Louise Blackwell, Co-founder of Fuel and Independant Producer


I greatly admire Jen’s commitment to fusing dance and new writing. I HEART CATHERINE PISTACHIO is a startling creation, animating Lee Mattinson’s deliciously dark, sabatier sharp comedy with joyous, surprising, hugely entertaining physicality.
James Grieve, Freelance Director and previous Joint Artistic Director, Paines Plough


Jen’s work really interests us. She combines text and movement with rare confidence, flair and skill. Her ideas are distinct and convincing.
Christina Elliot, Senior Producer, The Place


Encounter’s work manages to attract and hold both theatre and non-theatre audiences through its skillful and unique choice of form. The form explores and exposes how absurdity is often in close attendance to tragedy. It manages to deliver an often shocking quality of emotional punch whilst never abandoning an audience to just deal with the consequences alone. Movement responds to language and language to movement with an authenticity that can only stem from a successful and deep creative partnership where form matches content. Encounter draw on this stable core of process for the courage and confidence to push into new territory.
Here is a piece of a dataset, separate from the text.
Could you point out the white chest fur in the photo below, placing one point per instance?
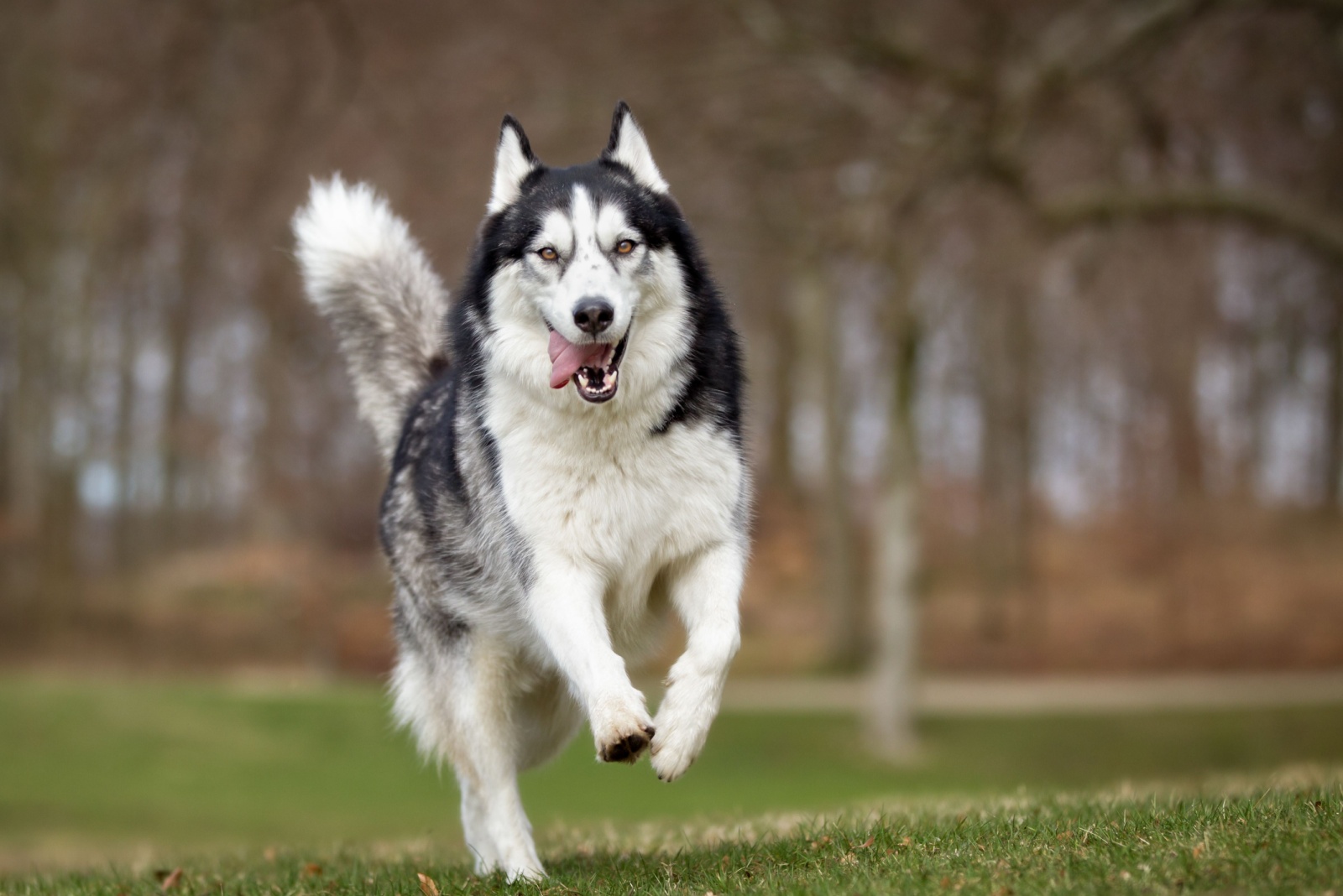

During the pandemic, their surety of voice allowed them to embrace quite radical shifts when work  was threatened with cancellation: to embrace film and headphone audio and to find audiences in non-traditional environments. This is not just about reworking a show, but about revisiting the fundamentals of the contract with an audience. Their commitment is beyond question.
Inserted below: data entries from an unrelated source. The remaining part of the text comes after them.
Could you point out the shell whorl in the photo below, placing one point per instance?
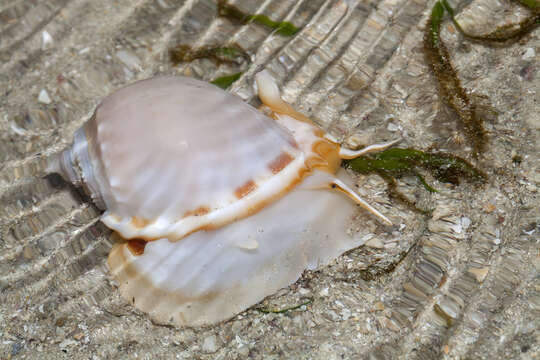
(79, 164)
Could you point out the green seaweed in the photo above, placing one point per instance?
(450, 89)
(505, 32)
(219, 54)
(225, 81)
(284, 28)
(284, 310)
(393, 163)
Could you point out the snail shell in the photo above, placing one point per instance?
(219, 204)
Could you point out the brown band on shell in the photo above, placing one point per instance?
(136, 246)
(201, 210)
(328, 156)
(280, 162)
(245, 189)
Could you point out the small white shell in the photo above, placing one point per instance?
(221, 204)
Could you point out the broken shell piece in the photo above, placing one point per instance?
(220, 204)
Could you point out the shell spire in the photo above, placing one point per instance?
(218, 204)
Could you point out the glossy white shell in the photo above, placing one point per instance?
(232, 205)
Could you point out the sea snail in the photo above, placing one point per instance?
(219, 204)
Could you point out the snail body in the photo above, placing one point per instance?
(219, 204)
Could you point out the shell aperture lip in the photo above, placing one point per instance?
(220, 204)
There is a real respect for the audience evidenced by their ability to reach out personally to engage with a community: knock on doors, get to know people, run workshops, create with children, handle the fragile and the intimidating with equal dexterity. They are excellent ambassadors.
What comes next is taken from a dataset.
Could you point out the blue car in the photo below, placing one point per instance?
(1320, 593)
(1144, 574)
They have a readiness to own all aspects of their practice. No detail is too trivial: they care as much about how the work is sold and shared as how it is made. They exhibit a palpable moral core in how they conduct their processes and manage working relationships.

Finally, from a production perspective theirs is a sustainable and sparse aesthetic. Body and voice with the barest minimum of additional gubbins. Costume is a powerful tool for them and the principle visual asset. I would venture to say that this is what international touring needs to more closely resemble in the coming decade.
Stuart Heyes, Associate Director, Fuel.